Fig. 1 is a diagram showing the overall configuration of a conventional controlled radial hunting bearing, Fig. 2 is a perspective view partially showing a bias magnet that constitutes the magnetic bearing of the present invention, and Fig. 38 is a diagram showing the present invention. FIG. 4 is a partially sectional perspective view showing a combination of control magnets constituting a magnetic bearing, and FIG. 4 is a diagram showing the overall configuration of the magnetic bearing of the present invention. 2...Shaft, 5...Bias electromagnet, 6...

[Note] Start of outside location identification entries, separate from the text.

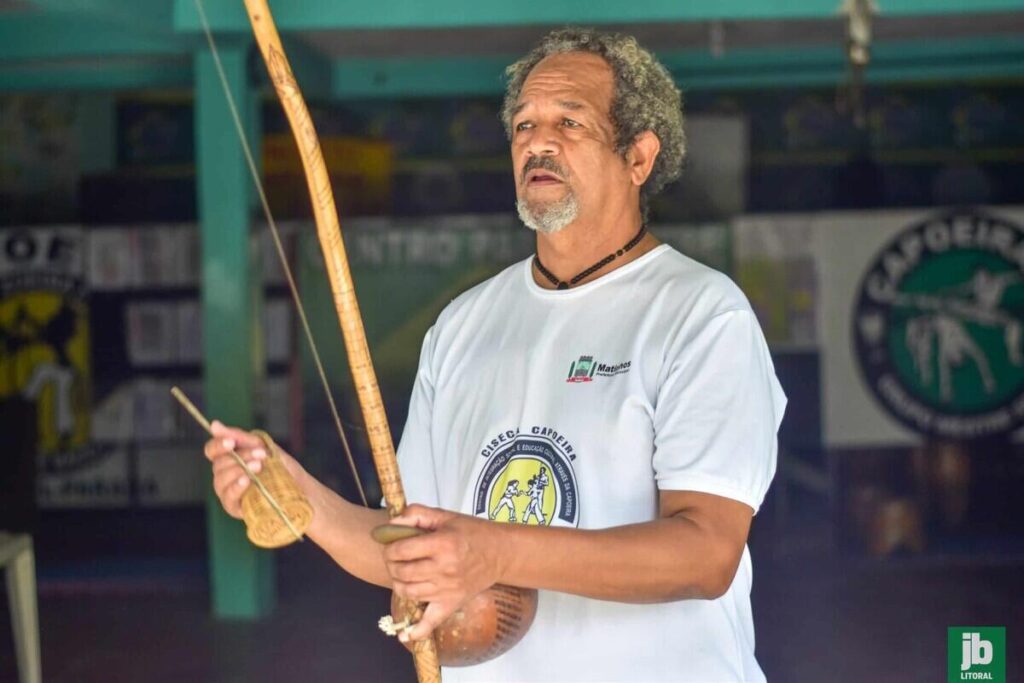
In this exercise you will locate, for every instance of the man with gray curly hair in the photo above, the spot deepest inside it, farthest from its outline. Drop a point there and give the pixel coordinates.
(659, 440)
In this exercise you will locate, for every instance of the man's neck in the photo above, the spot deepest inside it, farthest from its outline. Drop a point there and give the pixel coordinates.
(581, 245)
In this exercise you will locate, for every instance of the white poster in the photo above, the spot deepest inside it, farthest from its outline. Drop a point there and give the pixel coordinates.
(921, 324)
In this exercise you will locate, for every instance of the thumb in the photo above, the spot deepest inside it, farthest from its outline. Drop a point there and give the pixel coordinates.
(433, 616)
(422, 517)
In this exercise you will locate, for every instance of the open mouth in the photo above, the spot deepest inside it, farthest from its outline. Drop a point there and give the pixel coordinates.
(541, 178)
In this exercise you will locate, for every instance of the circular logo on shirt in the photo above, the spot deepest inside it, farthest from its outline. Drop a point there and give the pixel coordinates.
(528, 479)
(939, 326)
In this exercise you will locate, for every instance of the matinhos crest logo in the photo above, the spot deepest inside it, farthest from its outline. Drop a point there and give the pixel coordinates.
(939, 326)
(585, 368)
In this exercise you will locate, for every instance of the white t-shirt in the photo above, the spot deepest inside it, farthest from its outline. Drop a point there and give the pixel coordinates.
(573, 408)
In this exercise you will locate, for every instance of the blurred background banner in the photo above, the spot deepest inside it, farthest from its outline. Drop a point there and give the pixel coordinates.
(920, 321)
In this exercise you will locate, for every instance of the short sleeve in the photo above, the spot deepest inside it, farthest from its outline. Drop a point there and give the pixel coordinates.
(416, 462)
(718, 411)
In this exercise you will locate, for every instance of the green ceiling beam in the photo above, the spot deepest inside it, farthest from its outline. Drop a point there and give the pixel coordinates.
(26, 37)
(132, 75)
(327, 14)
(918, 60)
(154, 16)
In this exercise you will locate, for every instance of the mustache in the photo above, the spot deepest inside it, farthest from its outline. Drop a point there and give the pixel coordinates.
(543, 163)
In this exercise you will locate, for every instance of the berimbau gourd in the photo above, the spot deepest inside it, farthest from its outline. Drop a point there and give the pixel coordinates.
(273, 510)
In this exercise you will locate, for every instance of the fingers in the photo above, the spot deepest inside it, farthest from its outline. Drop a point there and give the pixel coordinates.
(229, 479)
(422, 516)
(433, 616)
(409, 572)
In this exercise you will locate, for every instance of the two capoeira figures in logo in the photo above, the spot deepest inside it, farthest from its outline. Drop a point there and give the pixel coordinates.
(537, 484)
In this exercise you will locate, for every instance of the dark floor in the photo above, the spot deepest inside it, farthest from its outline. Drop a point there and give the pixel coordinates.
(817, 619)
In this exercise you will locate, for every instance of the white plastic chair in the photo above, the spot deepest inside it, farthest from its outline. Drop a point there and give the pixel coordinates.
(16, 557)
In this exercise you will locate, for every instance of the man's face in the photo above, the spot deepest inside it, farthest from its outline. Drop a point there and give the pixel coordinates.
(563, 142)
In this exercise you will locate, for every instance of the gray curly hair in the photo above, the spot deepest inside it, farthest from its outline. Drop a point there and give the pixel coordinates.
(645, 96)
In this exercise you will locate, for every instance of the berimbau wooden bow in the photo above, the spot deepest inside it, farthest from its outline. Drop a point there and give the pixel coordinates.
(329, 233)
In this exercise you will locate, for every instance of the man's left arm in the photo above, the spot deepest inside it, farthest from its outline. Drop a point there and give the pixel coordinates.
(691, 551)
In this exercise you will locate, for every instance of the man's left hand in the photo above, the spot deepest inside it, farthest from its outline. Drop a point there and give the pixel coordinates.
(459, 558)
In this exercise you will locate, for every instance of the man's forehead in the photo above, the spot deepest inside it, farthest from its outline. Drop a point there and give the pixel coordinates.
(567, 72)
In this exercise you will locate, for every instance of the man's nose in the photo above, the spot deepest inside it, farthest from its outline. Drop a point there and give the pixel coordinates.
(544, 142)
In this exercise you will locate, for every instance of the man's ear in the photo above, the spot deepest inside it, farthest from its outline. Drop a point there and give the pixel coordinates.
(641, 158)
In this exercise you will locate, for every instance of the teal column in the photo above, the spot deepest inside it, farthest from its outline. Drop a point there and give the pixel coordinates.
(241, 575)
(97, 132)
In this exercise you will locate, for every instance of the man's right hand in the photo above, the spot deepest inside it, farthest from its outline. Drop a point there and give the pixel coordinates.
(229, 480)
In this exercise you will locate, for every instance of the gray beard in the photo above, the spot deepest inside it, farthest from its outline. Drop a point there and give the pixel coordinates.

control electromagnet. Agent Patent Attorney Toshiyuki Usuda 1 Figure 5 Figure 4 Figure 6 &

Claims (1)

[Claims] A control electromagnet, a bias magnet that generates a constant magnetic flux, and a wire are used, and the magnetic flux generated by the control electromagnet increases or decreases the magnetic flux generated by the bias magnet.
Kuyafu) 1- In a controlled radial magnetic bearing that floats and supports at a desired position, the bias magnet is annular and is arranged to surround the shaft, and its axial cross section is U-shaped, and the bias magnet is arranged in the circumferential direction of the rotor. A magnetic bearing characterized in that the magnetic flux generated by the magnetic bearing does not change.